Anselm Kiefer was born in the Black Forest town of Donaueschingen in Germany in 1945 and has lived and worked in France since 1993.He delivers immense tableaux and controversial projects with great conviction. In 2007 he became the first artist to be commissioned to install a permanent work at the Louvre since Georges Braque some 50 years earlier. In 2009 he created an opera, Am Anfang, to mark the 20th anniversary of the Opéra National de Paris.
He likes to quote Goethe, “we still all want to find out, what holds the world together at its core.”
Photo captions in detail:
The Veneziano Amplitude. 2019. Oil, emulsion, acrylic, shellac and wood on canvas. © Anselm Kiefer. Courtesy White Cube.
Ramanujan Summation – 1/12. 2019. Emulsion, oil, acrylic, shellac and wood on canvas. © Anselm Kiefer. Photo © Charles Duprat, courtesy White Cube.

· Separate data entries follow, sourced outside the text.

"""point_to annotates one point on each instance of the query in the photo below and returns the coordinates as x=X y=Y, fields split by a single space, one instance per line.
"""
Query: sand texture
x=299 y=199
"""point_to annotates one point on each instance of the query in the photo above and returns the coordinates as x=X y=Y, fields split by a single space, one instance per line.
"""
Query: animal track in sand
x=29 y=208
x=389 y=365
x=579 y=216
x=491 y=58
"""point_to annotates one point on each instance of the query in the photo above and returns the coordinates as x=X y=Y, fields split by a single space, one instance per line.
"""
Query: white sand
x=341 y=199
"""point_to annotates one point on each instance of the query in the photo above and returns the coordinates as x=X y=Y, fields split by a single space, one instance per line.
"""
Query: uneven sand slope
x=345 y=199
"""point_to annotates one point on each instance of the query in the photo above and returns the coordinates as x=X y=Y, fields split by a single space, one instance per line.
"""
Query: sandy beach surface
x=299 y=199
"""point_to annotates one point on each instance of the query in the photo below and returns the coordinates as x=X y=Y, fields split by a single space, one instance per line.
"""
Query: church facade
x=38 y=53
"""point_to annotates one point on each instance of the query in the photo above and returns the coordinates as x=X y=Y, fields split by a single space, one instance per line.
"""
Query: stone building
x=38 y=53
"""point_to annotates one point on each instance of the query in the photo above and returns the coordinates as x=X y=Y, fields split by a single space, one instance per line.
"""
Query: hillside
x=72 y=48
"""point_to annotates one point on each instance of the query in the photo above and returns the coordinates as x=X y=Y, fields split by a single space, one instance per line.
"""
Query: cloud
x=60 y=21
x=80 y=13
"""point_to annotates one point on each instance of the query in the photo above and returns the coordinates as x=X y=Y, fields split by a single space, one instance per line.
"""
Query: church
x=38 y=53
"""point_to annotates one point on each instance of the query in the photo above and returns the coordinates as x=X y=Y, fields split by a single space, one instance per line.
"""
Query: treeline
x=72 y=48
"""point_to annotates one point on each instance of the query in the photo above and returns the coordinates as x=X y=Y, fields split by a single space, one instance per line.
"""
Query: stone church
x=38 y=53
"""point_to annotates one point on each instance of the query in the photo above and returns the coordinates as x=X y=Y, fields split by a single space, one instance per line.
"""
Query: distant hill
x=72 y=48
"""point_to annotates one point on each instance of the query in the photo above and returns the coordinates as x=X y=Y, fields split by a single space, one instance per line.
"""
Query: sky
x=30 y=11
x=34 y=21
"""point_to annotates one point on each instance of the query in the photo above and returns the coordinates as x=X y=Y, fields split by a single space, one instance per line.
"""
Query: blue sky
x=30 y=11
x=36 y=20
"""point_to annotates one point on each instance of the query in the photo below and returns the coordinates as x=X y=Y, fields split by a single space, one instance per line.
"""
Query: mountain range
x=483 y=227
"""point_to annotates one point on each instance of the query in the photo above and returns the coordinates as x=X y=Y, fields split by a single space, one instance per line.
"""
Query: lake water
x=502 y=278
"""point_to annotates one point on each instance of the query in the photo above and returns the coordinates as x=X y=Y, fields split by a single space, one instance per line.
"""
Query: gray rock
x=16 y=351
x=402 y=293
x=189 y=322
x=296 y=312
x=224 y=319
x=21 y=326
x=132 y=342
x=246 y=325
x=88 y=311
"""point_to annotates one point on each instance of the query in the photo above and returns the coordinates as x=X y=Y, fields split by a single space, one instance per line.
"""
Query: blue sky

Die Sieben Siegel, die geheime Offenbarung des Johannes. 2019. Oil, emulsion, acrylic, shellac, wood and burnt books on canvas. © Anselm Kiefer. Photo © Georges Poncet, courtesy White Cube.
Der Gordische Knoten. 2019. Oil, emulsion, acrylic, shellac, wood and metal on canvas. © Anselm Kiefer. Photo © Georges Poncet, courtesy White Cube.
Anselm Kiefer: Superstrings, Runes, The Norns, Gordian Knot is at White Cube Bermondsey, 144-152 Bermondsey Street, London SE1 until January 26, 2020.